Author: Yahya Sseremba
Source: The Observer
One of the half-truths prevalent in dominant discourses is that the Europeans were driven by religion to kill each other until the secular nation-state emerged and saved them.
In line with this vulgar historical account, analysts explain the violence of Muslim actors today as the consequence of the reluctance of Islam to secularize.
Hired by the US Department of State, the International Center for Religion and Diplomacy has compiled a list of Qur’an verses and other Islamic texts that purportedly drive Muslims to kill Americans and non-believers. These kinds of narratives imply that the religious text is so powerful and its reader so powerless that it compels him to “behave” as it dictates.
The reader does not act; he is only driven by the text like a remote-controlled device. The believer is reduced to a passive object under a spell of an intoxicating text.
In the third part of our ten-article series, I point to another way of understanding the relationship between the text and the reader without entertaining such childish assumptions. This is to look at the believer as an active, not passive, reader who exercises power over the text instead of simply being at the receiving end of the text’s power.
Reading is an act of interpretation. Interpretation means that the reader gives meaning to the text. By engaging in meaning-making, the reader exercises power over the text in the sense that he determines what the text means. Thus both the text and reader shape each other instead of one side being a captive of the other.
If the believer is an active reader who interprets the text and makes meaning, it becomes necessary to inquire into the circumstances in which the believer interprets the text to justify violence. To acknowledge the activeness of the reader is to go beyond the text and examine the context (political, historical, epistemic, etc.) in which the believer produces his meaning.
Such contextualization would require analysts to take a little pause and ask: what is religious about “religious violence”?
Consider the analogy of a Muslim medical practitioner who invokes God’s name—Bismillah—as he attends to a patient and expects to please God because he treats the sick and earns a living through halal (lawful) means. Can this doctor’s practice be called a religious act?
If his practice is seen in terms of the meaning that he makes of it, namely, pleasing God for treating the sick and earning a living through halal means, it would be understandable to call it a religious act. This is partly what Muslims mean when they say that Islam is a complete way of life.
The Muslims can give Islamic meaning to any act, including bathing, smiling, and playing with loved ones. Pre-reformation Christianity was equally a complete way of life as opposed to a clear-cut fraction of life.
When scholars say that religion is a modern Western invention, they mean religion as a distinct and impoverished category alienated from other aspects of human life. I said that the actions of the medical practitioner may be called religious if one considers the meaning that he makes of them.
But if one looks at his actions in terms of cause (religion) and consequence (medical practice), then it makes no sense. To say that religion causes violence is to assume that there is a precise package of beliefs and practices called religion intrinsically different from another definite package called the secular.
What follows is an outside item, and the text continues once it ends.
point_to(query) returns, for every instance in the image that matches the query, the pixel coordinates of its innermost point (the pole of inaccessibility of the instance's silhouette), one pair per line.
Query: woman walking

A fruitful understanding would be to think of religion as a living and human phenomenon that is under continuous construction through meaning-making as opposed to something that was constructed centuries ago and exists as a sealed and obvious body.
This would allow analysts to overcome the binary between the religious and the secular and realize how the secular becomes religious and how the religious becomes secular. One can thus see how medical practice, secular as it may seem, becomes a religious act.
Like medical practice or smiling or bathing, violence can become a religious act. Instead of looking for something called religious violence as if it was a sack of potatoes kept somewhere, it would be meaningful to ask: when does violence become religious?
Such a question should take the analysts beyond the religious text to examine the world (i.e. context) with which the believer is grappling as he interprets the text.
The author is a researcher at Makerere Institute of Social Research.